Chi-Square test of independence (R)
In this post, I would like to look into Chi Square test of independence. The data set I am going to use is published in https://smartcities.data.gov.in which is a Government of India project under the National Data Sharing and Accessibility Policy.
I want to find what are the safest and deadliest ways to travel on Bangalore roads. The Injuries_and_Fatalities_Bengaluru_from_2016to2018.csv data set has the total number of injuries and fatalities in Bangalore from 2016 to 2018. I want to take injuries as a dummy for the number of incidents that took place.

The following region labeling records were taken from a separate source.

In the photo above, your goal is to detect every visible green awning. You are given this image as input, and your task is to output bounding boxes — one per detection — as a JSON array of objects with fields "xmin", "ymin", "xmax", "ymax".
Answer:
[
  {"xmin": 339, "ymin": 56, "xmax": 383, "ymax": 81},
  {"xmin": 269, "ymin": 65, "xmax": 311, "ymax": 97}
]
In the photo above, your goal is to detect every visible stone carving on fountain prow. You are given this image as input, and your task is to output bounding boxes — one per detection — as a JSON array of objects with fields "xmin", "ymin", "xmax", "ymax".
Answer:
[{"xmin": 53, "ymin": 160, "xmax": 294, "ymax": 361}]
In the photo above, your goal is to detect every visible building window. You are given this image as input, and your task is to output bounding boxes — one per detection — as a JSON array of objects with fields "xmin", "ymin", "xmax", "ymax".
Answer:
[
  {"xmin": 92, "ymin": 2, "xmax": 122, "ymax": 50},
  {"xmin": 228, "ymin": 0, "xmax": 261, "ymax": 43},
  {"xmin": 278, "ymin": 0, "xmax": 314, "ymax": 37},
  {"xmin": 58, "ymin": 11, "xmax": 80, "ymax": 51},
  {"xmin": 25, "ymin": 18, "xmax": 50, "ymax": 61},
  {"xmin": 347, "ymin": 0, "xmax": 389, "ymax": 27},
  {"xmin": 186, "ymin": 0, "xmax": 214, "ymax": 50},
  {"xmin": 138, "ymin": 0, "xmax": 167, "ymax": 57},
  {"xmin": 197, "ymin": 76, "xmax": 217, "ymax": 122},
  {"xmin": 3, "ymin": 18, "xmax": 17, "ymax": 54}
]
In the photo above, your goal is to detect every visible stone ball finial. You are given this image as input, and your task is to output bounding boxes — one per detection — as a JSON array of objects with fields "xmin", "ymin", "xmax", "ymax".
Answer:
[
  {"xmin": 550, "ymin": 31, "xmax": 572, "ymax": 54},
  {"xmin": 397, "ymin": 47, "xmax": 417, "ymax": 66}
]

As I want to test that there is significant difference in the fatalities with different types of transport, the null and alternate hypothesis will be as follows:
\(H_0\): The type of transport is independent of the fatalities
\(H_1\): The type of transport is dependent
Sample data set:
## instance
## 1 2017 - Total Injuries - Other modes of road transport (auto, bus, lorry)
## 2 2018 - Total Fatalities - Bicycles
## 3 2017 - Total Fatalities - Two-wheelers
## 4 2018 - Total Fatalities - Pedestrian
## 5 2017 - Total Fatalities - Bicycles
## count year type transport
## 1 1380 2017 Total Injuries Other modes of road transport (auto, bus, lorry)
## 2 9 2018 Total Fatalities Bicycles
## 3 98 2017 Total Fatalities Two-wheelers
## 4 276 2018 Total Fatalities Pedestrian
## 5 8 2017 Total Fatalities Bicycles
The contingency table for the year 2017 is
contingency_table <- data %>% filter(year == 2017) %>%
dplyr::select(type, transport, count) %>%
spread(type, count)
library(kableExtra)
kable(contingency_table,
caption = 'Contingency Table') %>%
kable_styling(full_width = F) %>%
column_spec(1, bold = T) %>%
collapse_rows(columns = 1:2, valign = "middle") %>%
scroll_box()
transport | Total Fatalities | Total Injuries |
---|---|---|
Bicycles | 8 | 31 |
Other modes of road transport (auto, bus, lorry) | 252 | 1380 |
Pedestrian | 284 | 1346 |
Two-wheelers | 98 | 1499 |
A Mosaic plot for the same is:
library(ggmosaic)
ggplot(data = data) +
geom_mosaic(aes(weight = count, x = product(transport), fill = type), na.rm=TRUE) +
labs(x = 'Type of transport', y='%', title = 'What type of transport to use') +
theme_minimal()+theme(legend.position="bottom")
From the above plot I can observe that there is a significant difference in the percentages of fatalities in each transport. To find if this percent is significant, I will conduct a chi-square test of independence.
library(gmodels)
# Converting contingency table to flat tables
# Two vectors to hold values of columns
caseType <- c(); conditionType <- c()
# For each cell, repeat the rowname, colname combo
# as many times
for(i in 1:nrow(contingency_table)) {
for(j in 2:ncol(contingency_table)) {
numRepeats <- contingency_table[i, j]
caseType <- append(caseType,
rep(contingency_table[i,1],
numRepeats))
conditionType <- append(conditionType,
rep(colnames(contingency_table)[j],
numRepeats))
}
}
# Construct the table from the vectors
flatTable <- data.frame(caseType, conditionType)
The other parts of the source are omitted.